Several hundred thousand gay marriage opponents have marched through the streets of Paris. It is the biggest demonstration to date against the policy proposed by President Francois Hollande.
Demonstrators from across Europe converged on the Eiffel Tower in Paris Sunday to protest against the French government's plans to legalize gay marriage by June.
Organizers claimed 800,000 people were in attendance for the rally, while police put the number at 340,000.
Hollande promised during his campaign last year to give full marriage rights to same-sex couples. But the "marriage for all" bill has been met with stronger-than-expected opposition, especially in rural areas.
Activists organized five high-speed trains and 900 buses to bring people from provincial towns into the capital. They join a mixed group of protesters, backed by the Catholic hierarchy, already in the city, including church-going families, political conservatives, Muslims, evangelicals and even homosexuals opposed to gay marriage.
Cardinal Andre Vingt-Trois, a Catholic leader who launched the opposition with a critical sermon in August, was in attendance and expressed his "encouragement that Christians express what they think."
Protest organizers have said they are not against gays and lesbians, but for traditional marriage. They say they only allowed approved posters and banners to be displayed, with slogans that include "marriageophile, not homophobe," "testicles don't have eggs," "all born of a father and mother" and "paternity, maternity, and quality."

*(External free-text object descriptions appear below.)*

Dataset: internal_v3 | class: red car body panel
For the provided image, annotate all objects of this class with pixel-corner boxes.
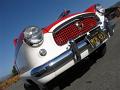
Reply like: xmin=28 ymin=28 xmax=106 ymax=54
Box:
xmin=84 ymin=4 xmax=96 ymax=13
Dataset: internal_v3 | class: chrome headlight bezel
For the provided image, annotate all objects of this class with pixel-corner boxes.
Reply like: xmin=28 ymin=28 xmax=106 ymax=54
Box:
xmin=23 ymin=26 xmax=44 ymax=47
xmin=95 ymin=4 xmax=105 ymax=15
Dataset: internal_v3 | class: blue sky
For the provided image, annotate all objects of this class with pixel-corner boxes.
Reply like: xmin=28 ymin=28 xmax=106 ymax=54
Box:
xmin=0 ymin=0 xmax=119 ymax=78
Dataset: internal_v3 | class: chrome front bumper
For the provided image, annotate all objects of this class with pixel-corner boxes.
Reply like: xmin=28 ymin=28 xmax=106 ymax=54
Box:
xmin=31 ymin=29 xmax=109 ymax=78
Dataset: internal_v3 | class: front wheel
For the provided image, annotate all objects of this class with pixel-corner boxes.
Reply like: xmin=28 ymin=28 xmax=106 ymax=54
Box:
xmin=24 ymin=83 xmax=41 ymax=90
xmin=24 ymin=79 xmax=48 ymax=90
xmin=24 ymin=80 xmax=61 ymax=90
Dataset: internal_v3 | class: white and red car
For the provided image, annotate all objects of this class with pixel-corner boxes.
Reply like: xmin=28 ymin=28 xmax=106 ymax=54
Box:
xmin=13 ymin=4 xmax=114 ymax=90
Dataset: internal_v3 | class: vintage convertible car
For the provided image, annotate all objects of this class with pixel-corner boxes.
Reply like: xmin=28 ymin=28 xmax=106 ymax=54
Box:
xmin=13 ymin=4 xmax=114 ymax=90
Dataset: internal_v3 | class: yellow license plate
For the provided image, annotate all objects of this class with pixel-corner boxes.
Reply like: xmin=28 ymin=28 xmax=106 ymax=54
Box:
xmin=87 ymin=31 xmax=107 ymax=48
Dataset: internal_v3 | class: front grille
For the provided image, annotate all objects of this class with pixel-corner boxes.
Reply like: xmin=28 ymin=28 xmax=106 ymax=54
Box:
xmin=53 ymin=16 xmax=98 ymax=46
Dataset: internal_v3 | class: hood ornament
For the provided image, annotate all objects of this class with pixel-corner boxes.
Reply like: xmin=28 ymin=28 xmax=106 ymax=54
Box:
xmin=75 ymin=21 xmax=84 ymax=30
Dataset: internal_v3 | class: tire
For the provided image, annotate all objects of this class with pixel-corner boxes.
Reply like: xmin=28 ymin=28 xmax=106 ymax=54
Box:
xmin=24 ymin=80 xmax=48 ymax=90
xmin=24 ymin=83 xmax=40 ymax=90
xmin=24 ymin=83 xmax=61 ymax=90
xmin=52 ymin=86 xmax=61 ymax=90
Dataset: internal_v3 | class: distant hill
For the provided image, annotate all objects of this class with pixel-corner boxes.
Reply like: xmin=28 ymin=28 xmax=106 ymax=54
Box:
xmin=110 ymin=1 xmax=120 ymax=8
xmin=105 ymin=1 xmax=120 ymax=20
xmin=0 ymin=74 xmax=12 ymax=83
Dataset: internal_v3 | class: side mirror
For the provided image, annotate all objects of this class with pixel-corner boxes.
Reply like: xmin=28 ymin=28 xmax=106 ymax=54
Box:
xmin=58 ymin=10 xmax=71 ymax=19
xmin=13 ymin=38 xmax=18 ymax=47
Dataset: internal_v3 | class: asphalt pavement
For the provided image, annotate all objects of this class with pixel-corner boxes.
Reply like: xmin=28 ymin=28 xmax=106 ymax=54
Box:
xmin=6 ymin=18 xmax=120 ymax=90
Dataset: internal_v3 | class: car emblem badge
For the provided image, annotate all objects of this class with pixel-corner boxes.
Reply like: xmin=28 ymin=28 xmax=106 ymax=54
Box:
xmin=75 ymin=21 xmax=84 ymax=30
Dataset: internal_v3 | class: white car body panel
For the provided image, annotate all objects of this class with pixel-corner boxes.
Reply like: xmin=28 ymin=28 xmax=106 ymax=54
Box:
xmin=16 ymin=33 xmax=68 ymax=70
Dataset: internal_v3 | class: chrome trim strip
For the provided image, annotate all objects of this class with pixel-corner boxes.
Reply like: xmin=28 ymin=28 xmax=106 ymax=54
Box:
xmin=31 ymin=50 xmax=74 ymax=77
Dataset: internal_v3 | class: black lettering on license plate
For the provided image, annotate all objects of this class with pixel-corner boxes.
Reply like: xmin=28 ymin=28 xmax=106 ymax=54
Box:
xmin=87 ymin=31 xmax=107 ymax=48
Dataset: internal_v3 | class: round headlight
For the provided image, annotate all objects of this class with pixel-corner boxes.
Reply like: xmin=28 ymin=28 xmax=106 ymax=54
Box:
xmin=96 ymin=4 xmax=105 ymax=14
xmin=24 ymin=26 xmax=43 ymax=47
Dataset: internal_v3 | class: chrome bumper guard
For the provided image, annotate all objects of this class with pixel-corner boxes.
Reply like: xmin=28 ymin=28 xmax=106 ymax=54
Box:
xmin=31 ymin=29 xmax=109 ymax=78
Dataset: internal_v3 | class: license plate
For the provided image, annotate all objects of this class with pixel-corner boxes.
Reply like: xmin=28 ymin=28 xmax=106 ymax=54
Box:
xmin=86 ymin=31 xmax=107 ymax=48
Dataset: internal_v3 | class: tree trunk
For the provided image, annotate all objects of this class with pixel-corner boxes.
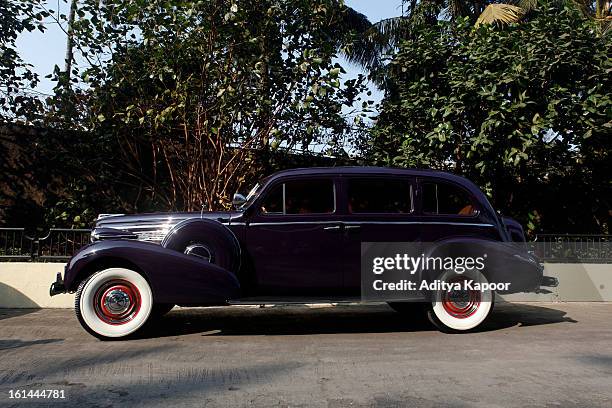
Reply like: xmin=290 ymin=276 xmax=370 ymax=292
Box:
xmin=63 ymin=0 xmax=78 ymax=89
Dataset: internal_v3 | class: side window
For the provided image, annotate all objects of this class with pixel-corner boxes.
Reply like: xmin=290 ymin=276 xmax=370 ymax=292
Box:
xmin=261 ymin=184 xmax=284 ymax=214
xmin=422 ymin=182 xmax=477 ymax=216
xmin=348 ymin=178 xmax=412 ymax=214
xmin=260 ymin=179 xmax=335 ymax=215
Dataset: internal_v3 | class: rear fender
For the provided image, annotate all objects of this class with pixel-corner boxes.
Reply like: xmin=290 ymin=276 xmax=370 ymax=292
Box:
xmin=502 ymin=216 xmax=526 ymax=242
xmin=64 ymin=240 xmax=240 ymax=304
xmin=421 ymin=238 xmax=543 ymax=294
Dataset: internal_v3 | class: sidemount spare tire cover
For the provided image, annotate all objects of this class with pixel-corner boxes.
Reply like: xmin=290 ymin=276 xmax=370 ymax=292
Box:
xmin=161 ymin=219 xmax=241 ymax=274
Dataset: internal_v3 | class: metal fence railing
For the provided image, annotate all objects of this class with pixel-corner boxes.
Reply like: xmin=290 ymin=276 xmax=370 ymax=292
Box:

The president has angered same-sex marriage opponents by avoiding public debate on the reform, which Justice Minister Christiane Taubira described as "a change in civilization," and wavering about some of its details.
Over 2,000 mayors have signed a petition asking to be exempted from officiating at gay weddings if, as expected, the legislation passes.
Same-sex marriage is legal in 11 countries, including Belgium, Portugal, the Netherlands, Spain, Sweden, Norway and South Africa, as well as nine US states and the District of Columbia.
Support for gay marriage in France has fallen about 10 points to under 55 percent since the opposition began to speak out, according to surveys, and less than half of those polled recently want gays to win adoption rights.
Legislators under pressure recently dropped a plan to also allow lesbians access to artificial insemination.